BACKGROUND & OBJECTIVES: Thyroid hormone binding protein (THBP) abnormalities are the major cause of discordance in commonly performed total thyroxine (T4) and thyrotropin (TSH) estimations, though these do not interfere with thyroid hormone action. Determination of such abnormalities in patients showing discordant thyroid function tests (TFTs) is diagnostically important as it eliminates equivocal assessment of thyroid function and treatment especially where proper methodology for free T4 (FT4) estimation is not available. This study was undertaken to analyse the THBP abnormalities in the population attending thyroid clinic. Family members of affected patients were also screened to study the inheritance of quantitative TBG abnormalities.

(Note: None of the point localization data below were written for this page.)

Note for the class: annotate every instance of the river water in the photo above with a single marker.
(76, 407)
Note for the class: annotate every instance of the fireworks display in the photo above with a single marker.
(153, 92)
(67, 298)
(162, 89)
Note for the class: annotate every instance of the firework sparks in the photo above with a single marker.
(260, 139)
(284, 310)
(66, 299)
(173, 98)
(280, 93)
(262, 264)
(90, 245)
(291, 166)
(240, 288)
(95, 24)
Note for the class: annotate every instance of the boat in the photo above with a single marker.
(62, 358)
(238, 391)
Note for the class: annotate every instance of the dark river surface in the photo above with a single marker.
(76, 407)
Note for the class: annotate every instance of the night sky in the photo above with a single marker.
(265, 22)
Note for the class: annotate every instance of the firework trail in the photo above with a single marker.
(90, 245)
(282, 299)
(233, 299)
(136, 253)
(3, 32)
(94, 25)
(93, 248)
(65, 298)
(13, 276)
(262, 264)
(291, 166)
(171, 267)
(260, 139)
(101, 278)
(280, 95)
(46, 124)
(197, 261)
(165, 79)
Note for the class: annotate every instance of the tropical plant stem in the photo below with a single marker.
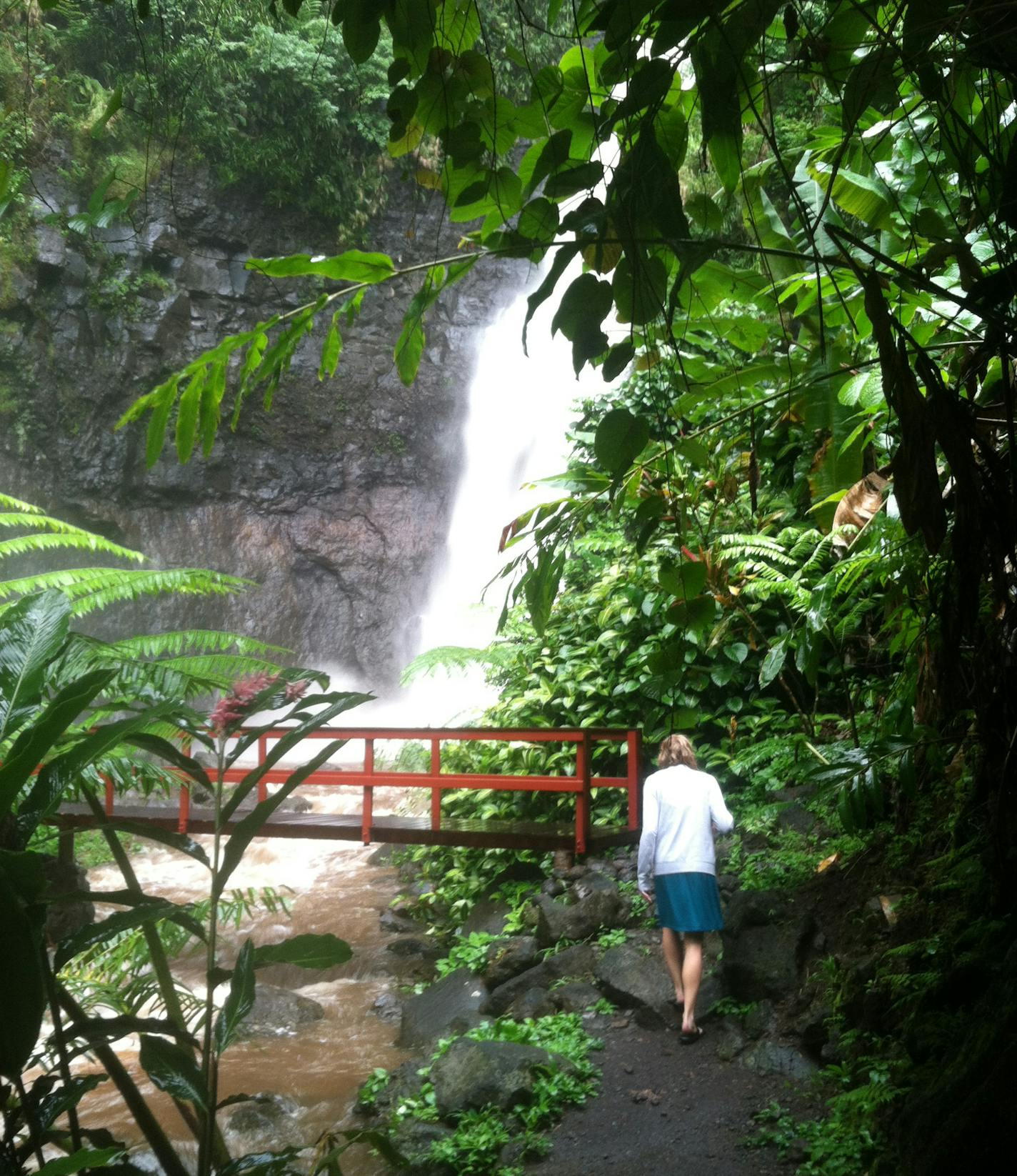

METHODS: Blood samples of 15000 consecutive patients over a period of 4 years (1994-1997) were tested for thyroid function. THBP abnormalities were studied using polyacrylamide gel electrophoresis autoradiography. Serum thyroxine binding globulin (TBG), free and total T4, total tri-iodothyronine (TT3) were assayed by radioimmunoassay methods.

RESULTS: In our screening of 15,000 thyroid patients over a four year period, we found the presence of complete and partial TBG deficiency and TBG excess to be 1:2,500, 1:200 and 1:15,000 respectively. Our study on the families of three affected patients revealed X-chromosome linked inheritance pattern of TBG deficiency in two families and TBG excess in one family.

INTERPRETATION & CONCLUSION: Our study suggests that it would be beneficial to rule out THBP abnormalities before interpreting results of TFTs, particularly when there is large discrepancy between T4 and TSH levels. In case of inherited THBP abnormalities, the family members of the affected individual should also be screened to avoid misdiagnosis and erroneous treatment in case they develop thyroid dysfunction in future.